When you’re taking thousands – or even hundreds of thousands – of pounds of equipment and passengers up into the air, you want to lighten the load in any way you can to save fuel. Virgin Atlantic commissioned British design firm MAP to come up with a new design for their in-flight meal trays. The reason for the redesign was twofold: to reduce the flight weight of the plane and to make the in-flight dining experience more like table service at a fancy restaurant on the ground.

MAP designers took some flights with Virgin Atlantic crews to see firsthand how flight attendants transport and serve meals on moving planes. They listened to flight crews and observed the serving process, then used the information to design and complete a $168 million redesign of the entire in-flight meal experience.

The airline’s meal trays have been reduced in size to take up approximately 25 percent less space on a flight. After the designers noticed that food was slipping around in the trays and becoming smooshed and scrambled, they added non-slip pads to keep every morsel in place. Each meal tray has a lip on it that hooks over the following tray so that when one tray is pulled out the next comes up to the edge of the cart.

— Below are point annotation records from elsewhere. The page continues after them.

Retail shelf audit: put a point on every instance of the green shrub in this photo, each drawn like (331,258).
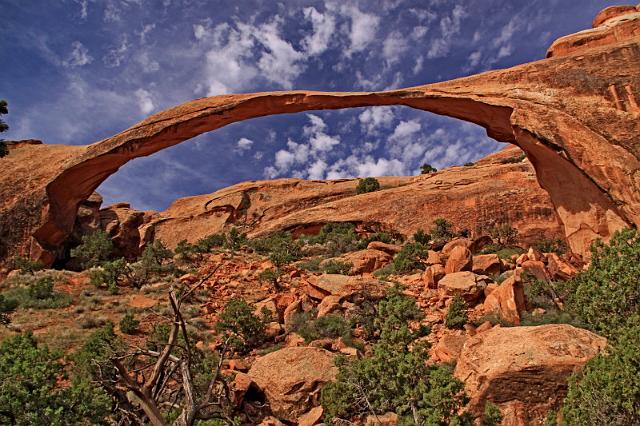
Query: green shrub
(94,249)
(269,276)
(421,237)
(30,391)
(442,230)
(238,321)
(409,258)
(504,235)
(396,376)
(110,275)
(328,326)
(427,168)
(491,415)
(154,256)
(607,294)
(129,324)
(336,267)
(41,288)
(457,314)
(367,185)
(235,239)
(6,307)
(26,265)
(607,390)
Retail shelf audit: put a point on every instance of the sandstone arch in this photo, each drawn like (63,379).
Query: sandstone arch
(575,114)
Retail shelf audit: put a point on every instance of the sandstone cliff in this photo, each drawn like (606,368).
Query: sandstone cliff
(575,114)
(501,188)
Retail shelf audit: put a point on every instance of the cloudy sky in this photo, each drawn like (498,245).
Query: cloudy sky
(78,71)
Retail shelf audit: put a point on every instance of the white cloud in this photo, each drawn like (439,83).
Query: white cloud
(449,28)
(227,68)
(317,169)
(418,65)
(404,130)
(393,47)
(145,101)
(244,144)
(78,57)
(373,119)
(148,65)
(323,29)
(280,62)
(116,55)
(362,30)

This way, the attendants don’t have to bend over and reach into the cart to retrieve the next meal.

Coffee and tea carafes were redesigned to be lifted from above, contributing to a greater efficiency of movement. The lids were also redesigned with molded text indicating what each one contains, preventing flight attendants from using unreliable methods like writing on the carafes with Sharpies.

The first-class meal service redesign was a little more involved; the designers created two-level serving trays which can snap together in a matter of seconds. The two-level tray lets the flight attendants serve a sandwich and a piece of cake at the same time, eliminating the need for an extra trip. Overall, the meal service redesign reduces the weight of each flight by approximately 291 pounds. That may not sound like much, but when you fly as much as Virgin Atlantic does, the weight savings add up to millions of dollars every year.